Complete demolition of the Legislature Building in Manila, P.I. One of the finest government buildings in the Far East, it was the pride of the Philippine Government. Filipino citizens pass the building and look in abject wonderment at the results of total war. photo/ Department of Defense. Department of the Army. Fort Leavenworth, Kansas 1945
“My country kept the faith,” he told the gathered assembly. “Your capital city, cruelly punished though it be, has regained its rightful place—citadel of democracy in the East.”
The death toll exceeds 100,000 people to free the city once nicknamed the “Pearl of the Orient,” the second most destroyed allied city in the world.
On Feb. 3, former prisoners of the Japanese internment camp at University of Santo Tomas (UST) came together from the United States and the United Kingdom to begin the celebration of the 70th anniversary of the Liberation of Manila.

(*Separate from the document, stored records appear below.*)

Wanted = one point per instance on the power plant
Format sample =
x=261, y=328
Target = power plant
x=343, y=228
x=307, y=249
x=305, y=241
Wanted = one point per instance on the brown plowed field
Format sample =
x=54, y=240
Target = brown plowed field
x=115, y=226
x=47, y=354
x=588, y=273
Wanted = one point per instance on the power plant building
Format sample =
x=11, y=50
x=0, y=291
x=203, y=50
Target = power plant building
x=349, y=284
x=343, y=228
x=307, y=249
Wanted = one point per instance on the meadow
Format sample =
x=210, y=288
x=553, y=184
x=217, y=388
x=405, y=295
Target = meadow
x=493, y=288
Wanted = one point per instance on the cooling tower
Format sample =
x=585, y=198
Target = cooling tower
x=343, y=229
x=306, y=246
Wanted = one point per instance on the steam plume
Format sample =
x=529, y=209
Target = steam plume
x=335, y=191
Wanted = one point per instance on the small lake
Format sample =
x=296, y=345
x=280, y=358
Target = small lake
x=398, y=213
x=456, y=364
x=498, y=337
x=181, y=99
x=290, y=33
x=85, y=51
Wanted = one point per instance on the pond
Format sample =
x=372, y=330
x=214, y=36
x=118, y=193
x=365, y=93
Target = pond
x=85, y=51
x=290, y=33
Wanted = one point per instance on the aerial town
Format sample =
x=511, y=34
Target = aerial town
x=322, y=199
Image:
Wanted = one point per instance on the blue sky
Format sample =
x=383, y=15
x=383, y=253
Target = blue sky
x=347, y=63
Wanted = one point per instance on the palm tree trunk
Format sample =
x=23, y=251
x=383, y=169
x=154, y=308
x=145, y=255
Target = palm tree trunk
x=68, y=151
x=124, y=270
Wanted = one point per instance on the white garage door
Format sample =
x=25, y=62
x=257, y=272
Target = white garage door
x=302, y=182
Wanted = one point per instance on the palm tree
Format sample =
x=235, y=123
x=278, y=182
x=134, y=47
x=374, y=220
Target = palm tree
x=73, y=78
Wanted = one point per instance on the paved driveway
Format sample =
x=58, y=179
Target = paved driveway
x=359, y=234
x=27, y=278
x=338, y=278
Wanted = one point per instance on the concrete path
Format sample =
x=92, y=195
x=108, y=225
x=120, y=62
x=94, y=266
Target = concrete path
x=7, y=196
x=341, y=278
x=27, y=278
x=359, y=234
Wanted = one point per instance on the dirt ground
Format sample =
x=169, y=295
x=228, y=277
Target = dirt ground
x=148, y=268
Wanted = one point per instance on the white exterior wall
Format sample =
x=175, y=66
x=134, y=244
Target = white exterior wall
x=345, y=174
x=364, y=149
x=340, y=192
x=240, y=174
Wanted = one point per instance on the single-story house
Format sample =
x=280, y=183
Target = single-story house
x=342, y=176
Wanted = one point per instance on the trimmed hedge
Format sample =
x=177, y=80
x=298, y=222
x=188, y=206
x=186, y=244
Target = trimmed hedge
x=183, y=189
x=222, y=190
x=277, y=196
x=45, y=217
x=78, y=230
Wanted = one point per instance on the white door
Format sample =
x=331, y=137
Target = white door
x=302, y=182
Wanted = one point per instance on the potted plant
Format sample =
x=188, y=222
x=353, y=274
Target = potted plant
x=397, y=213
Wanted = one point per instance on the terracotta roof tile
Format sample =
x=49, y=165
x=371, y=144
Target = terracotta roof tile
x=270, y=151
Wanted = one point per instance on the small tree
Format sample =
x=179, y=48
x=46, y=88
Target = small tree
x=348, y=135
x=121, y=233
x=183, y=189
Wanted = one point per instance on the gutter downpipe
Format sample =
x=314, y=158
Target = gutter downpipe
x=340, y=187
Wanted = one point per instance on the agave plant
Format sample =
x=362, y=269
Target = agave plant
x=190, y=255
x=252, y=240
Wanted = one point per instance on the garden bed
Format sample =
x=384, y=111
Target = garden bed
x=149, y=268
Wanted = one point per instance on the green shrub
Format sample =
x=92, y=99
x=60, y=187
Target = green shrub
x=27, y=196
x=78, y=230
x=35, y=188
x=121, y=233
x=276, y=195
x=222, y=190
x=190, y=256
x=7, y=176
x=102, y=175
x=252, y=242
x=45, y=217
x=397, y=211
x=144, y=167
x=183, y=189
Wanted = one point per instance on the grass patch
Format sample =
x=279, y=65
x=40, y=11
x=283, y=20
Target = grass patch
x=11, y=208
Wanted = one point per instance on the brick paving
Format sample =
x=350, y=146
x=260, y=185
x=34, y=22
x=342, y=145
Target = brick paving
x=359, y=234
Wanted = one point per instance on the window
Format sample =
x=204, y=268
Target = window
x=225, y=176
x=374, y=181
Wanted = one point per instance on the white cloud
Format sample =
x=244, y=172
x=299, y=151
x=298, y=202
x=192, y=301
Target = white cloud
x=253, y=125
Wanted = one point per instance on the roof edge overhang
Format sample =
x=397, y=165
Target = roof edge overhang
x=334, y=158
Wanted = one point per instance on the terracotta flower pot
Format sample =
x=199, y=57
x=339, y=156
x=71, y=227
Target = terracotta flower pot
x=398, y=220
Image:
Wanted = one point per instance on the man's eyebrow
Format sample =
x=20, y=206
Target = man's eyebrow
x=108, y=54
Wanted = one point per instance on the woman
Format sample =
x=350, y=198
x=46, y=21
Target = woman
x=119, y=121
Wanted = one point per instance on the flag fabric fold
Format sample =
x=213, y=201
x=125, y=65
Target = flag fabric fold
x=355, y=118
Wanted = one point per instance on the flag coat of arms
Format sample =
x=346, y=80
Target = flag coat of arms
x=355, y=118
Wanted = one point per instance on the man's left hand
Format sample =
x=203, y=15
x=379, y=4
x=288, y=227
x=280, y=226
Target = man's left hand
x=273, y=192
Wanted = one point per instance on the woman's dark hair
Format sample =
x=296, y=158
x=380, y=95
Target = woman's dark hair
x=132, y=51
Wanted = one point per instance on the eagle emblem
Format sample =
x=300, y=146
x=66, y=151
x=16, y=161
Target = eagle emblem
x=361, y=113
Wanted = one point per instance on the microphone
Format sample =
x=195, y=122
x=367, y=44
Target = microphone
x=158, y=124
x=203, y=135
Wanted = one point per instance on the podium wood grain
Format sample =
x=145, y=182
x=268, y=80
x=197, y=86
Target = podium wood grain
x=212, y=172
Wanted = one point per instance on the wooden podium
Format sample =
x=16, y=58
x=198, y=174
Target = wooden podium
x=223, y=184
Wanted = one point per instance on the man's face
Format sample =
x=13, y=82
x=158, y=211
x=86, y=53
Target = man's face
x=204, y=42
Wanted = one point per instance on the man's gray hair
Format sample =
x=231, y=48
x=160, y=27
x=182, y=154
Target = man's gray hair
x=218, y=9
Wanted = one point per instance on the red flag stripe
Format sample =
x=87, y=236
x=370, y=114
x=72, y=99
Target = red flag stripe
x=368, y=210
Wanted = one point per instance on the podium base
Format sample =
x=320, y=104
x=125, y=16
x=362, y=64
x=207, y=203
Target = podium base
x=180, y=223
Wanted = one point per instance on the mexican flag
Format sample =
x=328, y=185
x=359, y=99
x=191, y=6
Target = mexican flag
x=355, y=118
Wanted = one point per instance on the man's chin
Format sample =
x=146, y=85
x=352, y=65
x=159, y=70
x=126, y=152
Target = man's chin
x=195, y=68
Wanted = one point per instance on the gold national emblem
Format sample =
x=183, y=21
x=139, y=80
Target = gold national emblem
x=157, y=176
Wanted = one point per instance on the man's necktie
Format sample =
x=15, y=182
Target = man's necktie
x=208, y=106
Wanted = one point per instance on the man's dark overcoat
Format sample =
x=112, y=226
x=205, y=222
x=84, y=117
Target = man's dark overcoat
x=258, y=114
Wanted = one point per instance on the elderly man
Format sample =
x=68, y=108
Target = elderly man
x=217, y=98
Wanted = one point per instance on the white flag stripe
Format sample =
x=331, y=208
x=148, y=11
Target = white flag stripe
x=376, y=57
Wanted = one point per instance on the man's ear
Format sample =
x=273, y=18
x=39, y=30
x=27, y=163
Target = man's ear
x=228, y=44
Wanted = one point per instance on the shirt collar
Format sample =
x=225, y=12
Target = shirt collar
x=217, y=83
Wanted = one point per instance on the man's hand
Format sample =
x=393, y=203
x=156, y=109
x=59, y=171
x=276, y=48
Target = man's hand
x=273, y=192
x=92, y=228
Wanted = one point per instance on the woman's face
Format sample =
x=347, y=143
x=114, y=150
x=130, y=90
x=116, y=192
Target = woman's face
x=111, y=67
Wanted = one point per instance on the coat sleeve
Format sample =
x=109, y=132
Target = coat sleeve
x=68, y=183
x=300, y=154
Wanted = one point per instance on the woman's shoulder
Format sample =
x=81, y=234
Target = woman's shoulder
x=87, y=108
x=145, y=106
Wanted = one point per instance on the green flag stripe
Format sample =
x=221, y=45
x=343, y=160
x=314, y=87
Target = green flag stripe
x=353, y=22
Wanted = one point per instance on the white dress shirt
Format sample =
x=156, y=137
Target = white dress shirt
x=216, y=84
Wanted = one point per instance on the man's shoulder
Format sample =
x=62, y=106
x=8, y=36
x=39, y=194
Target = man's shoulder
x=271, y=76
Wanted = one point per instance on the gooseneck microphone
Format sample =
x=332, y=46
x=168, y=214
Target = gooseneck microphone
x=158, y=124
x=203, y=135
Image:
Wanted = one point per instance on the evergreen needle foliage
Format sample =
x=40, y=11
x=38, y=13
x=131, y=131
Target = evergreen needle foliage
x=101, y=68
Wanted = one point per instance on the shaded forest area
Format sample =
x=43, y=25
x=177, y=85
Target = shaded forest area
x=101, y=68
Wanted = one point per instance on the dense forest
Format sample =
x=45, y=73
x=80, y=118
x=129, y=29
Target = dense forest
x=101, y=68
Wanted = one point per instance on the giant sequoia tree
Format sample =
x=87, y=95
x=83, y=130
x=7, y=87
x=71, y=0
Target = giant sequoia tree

They came to remember that unforgettable day in 1945 when they were given their freedom by American troops racing to save their lives.
The battle for Manila was the first and fiercest urban fighting in the entire Pacific War. Few battles in the closing months of World War II exceeded the destruction and the brutality of the massacres and savagery of the fighting in Manila.
American Kathy Elfstrom Cronquist was prisoner of war and visited the location, telling GMA News Online about her life, being age six at the time of internment and the “constant threat of dying either from starvation, illness, or at the hands of the Japanese.”
Their amazing article also notes that “The US had ordered MacArthur to leave the country in 1942 when the Japanese tightened its grip on the country. But he kept his promise to return in October 1944, while the war was still raging.”
In a speech during the commemoration of the 70th anniversary of the liberation of the UST prison camp on Tuesday, James Zobel, executive director of the MacArthur Library in Virginia, said the general was determined to save the civilians imprisoned by the occupiers.
Zobel said MacArthur considered the liberation of the American and British civilian prisoners of war at UST his greatest moment during the Second World War.
For MacArthur, Manila was “home” and he personally knew the prisoners of war at the UST camp, Zobel recalled.